George Bush © Hermann Mejia
Crown, November 2010. 512 pp.
It’s only fair to state at the outset that I bow to no one in my disdain for George W. Bush. I was distraught from the moment the Supreme Court handed him the presidency in 2000 until the moment he relinquished the White House to Barack Obama. The entire culture Bush ushered in — the gutting of regulatory agencies, the compression of power into the hands of a few, the bankrupting of the national treasury, the secrecy, the hypocrisy, the religiosity, the denigration of science — the sheer volume of damage he did every day in a thousand little ways drove me crazy. So why did I agree to review The Decider’s recent volume of memoirs, entitled, with no irony whatsoever, Decision Points? Because, frankly, I was curious to read, in his own words, some explanation for his egregious regime.
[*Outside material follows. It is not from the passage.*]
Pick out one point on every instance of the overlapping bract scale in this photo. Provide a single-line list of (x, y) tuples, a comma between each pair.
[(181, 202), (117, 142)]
Bush ended his term in office with the lowest approval rating since they started keeping approval ratings. Call it karma, call it bad luck, call it his date with destiny, but on the heels of the most bitterly contested election in American history, the outcome determined by the state that just happened to be governed by his brother Jeb, George W. Bush was confronted with some of the most agonizing events in American history. Bookended by 9/11 and the world financial conflagration, his two-term stay on the world stage also featured the Enron scandal, the invasions of Iraq and Afghanistan, and the destruction of New Orleans by Hurricane Katrina, among other disasters. This avalanche of calamities would have sorely taxed the skills of the most brilliant administration; Bush’s team, with its mixture of Machiavellian plotters, bible school mediocrities, and childhood buddies, was quite simply overwhelmed.
It was inevitable that Americans would finally grow weary of his approach to managing this shitstorm. The gaffes, the transparent pursuit of political vendettas, the evil henchmen (including a vice president who shot a man in the face), finally seemed to be taking their toll after eight long years. It wasn’t unusual to hear him described as one of the worst presidents in modern history. His good ol’ boy bonhomie had worn thin. At the end, even Dick Cheney was mad at him, for not pardoning Scooter Libby. As Lincoln said, “You can’t fool all of the people all of the time.” He ended fooling few.
So Bush quietly left office, determined, as he told an interviewer during his last month, to “replenish the old coffers.” And what better way to start refilling those coffers than to sign a $7 million contract to write his memoirs? I can practically hear W himself crowing, Not too shabby! But I don’t for a moment believe that money was his only motivation. Money alone could not sufficiently redeem the massive hit to Bush’s self-regard inflicted by his embarrassing performance. Obviously, if he was going to dispel the odor of failure and incompetence that accompanied him out of the White House, a major rehabilitation was in order, and quick.